- O Tribunal de Justiça de Santa Catarina anulou a falência da Teka e determinou a continuidade da recuperação judicial iniciada em 2012, por 3 votos a 0.
- A decisão se apoiou em laudo da Grant Thornton, que concluiu pela viabilidade operacional e financeira da empresa; foram liberados 18 milhões de reais em contas judiciais para pagamento de direitos trabalhistas.
- O CEO Rogério Marques afirma que a Teka pode crescer e cita a Teka Trading, empresa do grupo que não está em recuperação judicial e pode participar de licitações.
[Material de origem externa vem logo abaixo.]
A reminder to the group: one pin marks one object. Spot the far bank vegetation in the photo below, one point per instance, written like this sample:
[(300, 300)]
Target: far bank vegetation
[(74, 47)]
- A dívida atual é estimada em cerca de 500 milhões de reais, com renegociações que reduziram tributos federais de 2,3 bilhões para 226 milhões, ICMS paulista de 311 milhões para 97 milhões e ICMS de Santa Catarina de 138 milhões para 39 milhões.
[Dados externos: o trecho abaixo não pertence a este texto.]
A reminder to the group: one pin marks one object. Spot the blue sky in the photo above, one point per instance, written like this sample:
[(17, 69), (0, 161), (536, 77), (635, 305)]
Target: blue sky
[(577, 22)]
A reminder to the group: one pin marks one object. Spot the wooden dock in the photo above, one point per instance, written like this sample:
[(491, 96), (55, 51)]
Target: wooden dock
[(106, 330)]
- O grupo projeta aumento de 15 por cento na receita para 2026, superando 550 milhões de reais, e uma assembleia de credores para aprovar o plano pode ocorrer nos próximos dois meses.
O Tribunal de Justiça de Santa Catarina anulou a falência da Teka, anunciando a continuidade da recuperação judicial iniciada em 2012. A decisão foi tomada pela 2ª Câmara de Direito Comercial, por 3 votos a 0, com base em laudo da Grant Thornton entregue no fim de 2025. A medida permite liberar cerca de R$ 18 milhões em contas judiciais para pagamento de direitos trabalhistas.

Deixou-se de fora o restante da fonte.